Apart from Italian food, many other delicacies from across the continent — such as French Roquefort and champagne, Irish whiskey and German pork sausages — are also in the line of fire along with manufactured products such as table knives, ceramics, sweaters and suits. Aircraft and helicopters, as well as certain aerospace parts directly related to the Airbus case — are also on the roster. 

But Italian officials and executives as well as Italian-American importers believe they are being unfairly attacked, since Italy is not part of the Airbus consortium, which is composed of France, Germany, Spain and the UK. 

“I agree with this president’s tariffs. The bad actors who illegally subsidise Airbus should be punished. But Italy was not one of them,” said Lou Barletta, a former Republican congressman from Pennsylvania and the head of the American Italian Food Coalition, a lobby group formed to fend off the levies. 

Italian ministers and industry associations are mounting their own campaigns against the tariffs ahead of a visit by Mike Pompeo, the US secretary of state, to Rome this week to meet with Prime Minister Giuseppe Conte. Stefano Berni, the director-general of the Consorzio Grana Padano, the trade body representing manufacturers of the cheese, said his members were ready to protest in front of US military bases in Italy, including Aviano, in north-eastern Italy. 

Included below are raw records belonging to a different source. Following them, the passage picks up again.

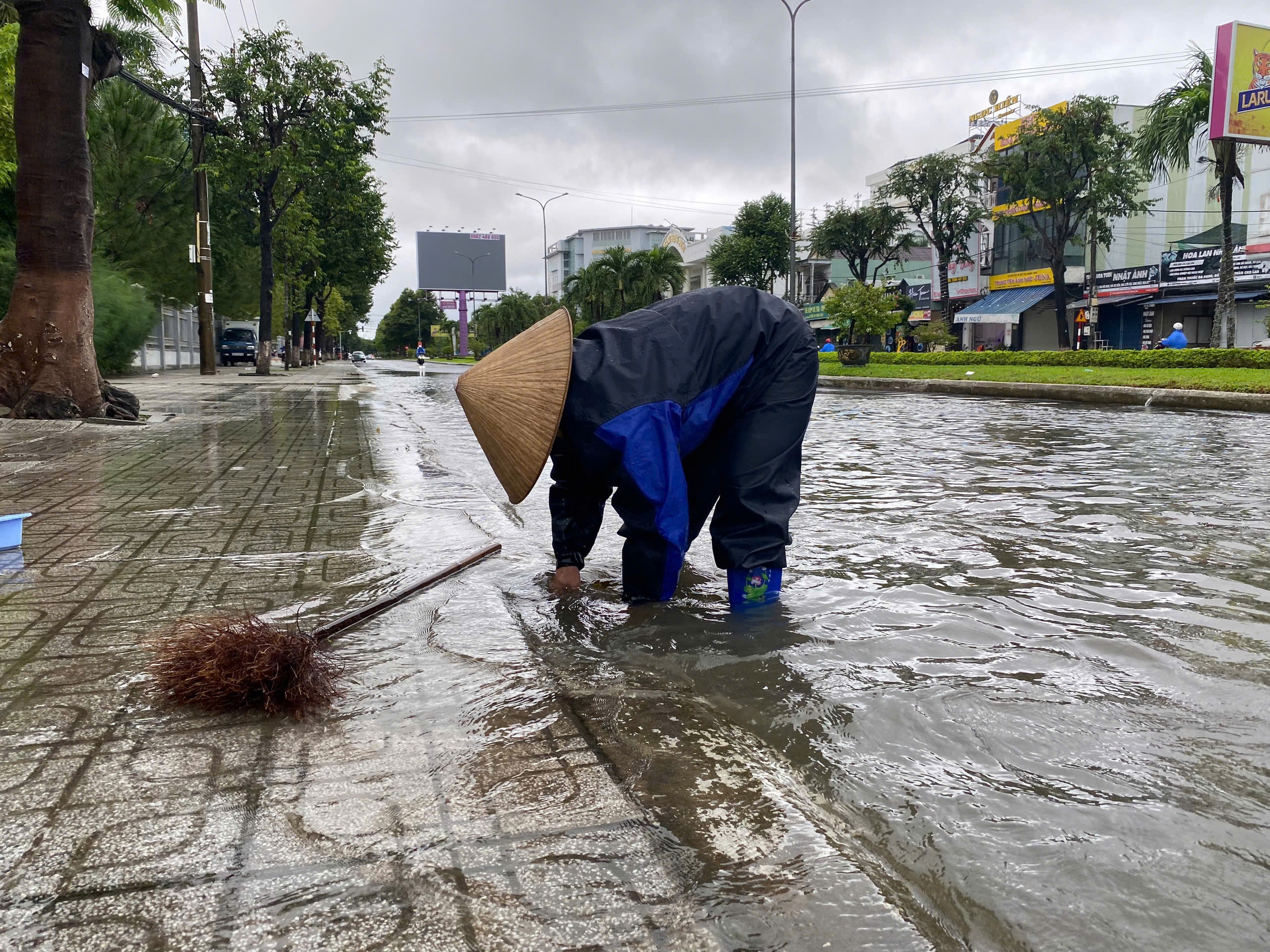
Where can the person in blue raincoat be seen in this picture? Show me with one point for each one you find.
(1176, 341)
(697, 404)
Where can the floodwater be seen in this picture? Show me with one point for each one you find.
(1015, 696)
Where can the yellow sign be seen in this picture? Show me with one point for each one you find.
(1241, 84)
(1021, 280)
(1015, 209)
(1008, 134)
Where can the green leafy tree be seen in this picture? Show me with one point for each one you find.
(1165, 141)
(1076, 171)
(409, 320)
(590, 296)
(944, 194)
(861, 309)
(143, 188)
(872, 233)
(289, 116)
(513, 313)
(48, 357)
(759, 248)
(659, 275)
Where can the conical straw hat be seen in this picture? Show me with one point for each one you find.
(515, 398)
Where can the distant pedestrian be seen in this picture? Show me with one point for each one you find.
(1176, 341)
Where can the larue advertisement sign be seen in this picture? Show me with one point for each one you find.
(1240, 107)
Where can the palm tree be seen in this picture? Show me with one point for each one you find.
(48, 361)
(625, 268)
(662, 271)
(590, 295)
(1164, 144)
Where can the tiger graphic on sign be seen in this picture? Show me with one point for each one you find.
(1260, 70)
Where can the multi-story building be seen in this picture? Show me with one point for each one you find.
(574, 253)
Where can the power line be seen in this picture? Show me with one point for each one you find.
(958, 80)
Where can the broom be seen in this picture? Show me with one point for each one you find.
(226, 663)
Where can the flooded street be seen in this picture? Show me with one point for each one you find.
(1015, 695)
(1016, 688)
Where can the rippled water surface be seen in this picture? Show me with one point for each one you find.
(1016, 690)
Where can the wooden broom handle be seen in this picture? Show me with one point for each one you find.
(359, 616)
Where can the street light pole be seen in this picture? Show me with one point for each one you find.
(544, 207)
(202, 220)
(789, 287)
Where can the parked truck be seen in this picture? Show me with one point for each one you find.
(237, 342)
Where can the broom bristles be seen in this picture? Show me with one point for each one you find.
(226, 663)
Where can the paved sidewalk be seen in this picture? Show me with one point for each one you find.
(448, 803)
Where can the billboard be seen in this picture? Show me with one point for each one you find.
(1240, 106)
(1202, 266)
(451, 261)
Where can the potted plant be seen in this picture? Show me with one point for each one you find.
(861, 310)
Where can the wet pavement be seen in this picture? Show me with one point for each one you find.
(1015, 696)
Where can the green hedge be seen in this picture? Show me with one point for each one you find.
(123, 318)
(1192, 357)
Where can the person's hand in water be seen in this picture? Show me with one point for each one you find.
(567, 578)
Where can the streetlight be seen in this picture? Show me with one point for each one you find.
(789, 289)
(544, 207)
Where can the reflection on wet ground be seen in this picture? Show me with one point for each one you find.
(1015, 696)
(1016, 691)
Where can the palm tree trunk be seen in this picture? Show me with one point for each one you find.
(1065, 337)
(48, 359)
(1225, 316)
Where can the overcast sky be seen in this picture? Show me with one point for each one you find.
(693, 166)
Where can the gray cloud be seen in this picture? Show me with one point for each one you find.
(488, 55)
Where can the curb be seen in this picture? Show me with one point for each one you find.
(1074, 393)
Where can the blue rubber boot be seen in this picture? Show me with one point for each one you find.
(749, 588)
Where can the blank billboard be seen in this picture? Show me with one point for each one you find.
(452, 261)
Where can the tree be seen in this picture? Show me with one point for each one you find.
(588, 294)
(944, 194)
(1166, 140)
(873, 233)
(513, 313)
(863, 309)
(289, 117)
(48, 357)
(759, 248)
(141, 188)
(408, 321)
(1075, 171)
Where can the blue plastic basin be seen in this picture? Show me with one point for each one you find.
(10, 530)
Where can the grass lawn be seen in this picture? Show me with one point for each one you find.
(1249, 381)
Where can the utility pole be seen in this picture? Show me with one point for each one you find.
(789, 286)
(202, 221)
(544, 207)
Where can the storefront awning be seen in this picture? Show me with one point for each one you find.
(1004, 306)
(1196, 298)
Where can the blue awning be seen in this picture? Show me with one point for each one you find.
(1003, 306)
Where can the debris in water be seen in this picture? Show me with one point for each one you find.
(226, 663)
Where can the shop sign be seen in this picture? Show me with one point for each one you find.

Nicola Bertinelli, president of Consorzio Parmigiano Reggiano, which represents producers of the well-known cheese, warned that consumption could fall sharply in the US, the second largest importer of Parmigiano in the world after France. This would then have devastating consequences across Europe as the excess supply of cheese flooded the market. “Why should Italy suffer these consequences when it has always been a reliable partner of the United States? Why should we have to pay this unjust tax?” He asked.

Mr Bertinelli’s group recently met with the Italian ambassador to the US and the US Chamber of Commerce to discuss the tariff threat. While it is unclear how the US will implement the tariffs, the Parmigiano producers said they could be rotated among different products. 

The blowback from the US tariffs on Italian cheese could also have domestic political ramifications in a country where angry milk farmers have long been courted by the anti-migrant leader of the League party, Matteo Salvini, who recently left government and is now in opposition. 

Earlier this year, low milk prices prompted protests in Sardinia by farmers who poured gallons of milk on to roads instead of selling it at a price they said was not financially viable. 

Teresa Bellanova, Italy’s agriculture minister, said that the tariffs “would endanger jobs, businesses, families, entire areas”.

“The United States is the most important market for our wines and quality production,” she said. “It is necessary and urgent to strengthen our dialogue with the US administration to avert such a huge risk”. 

Back in Pennsylvania, Mr Barletta’s concern was that the levies would be “hurting Americans”, rather than Italians. “We all have our favourite Italian restaurants, and mom-and-pop businesses — they are part of our communities. Italian food has become part of American culture. What’s America without pasta?” 

Mr Catalano, who sympathises politically with Mr Trump, hopes they can be avoided at the last minute. “If the tariff goes on it will hurt Trump and everybody concerned,” he said. “I think they are smart enough and once they realise that Italy had nothing to do with it they will reconsider.”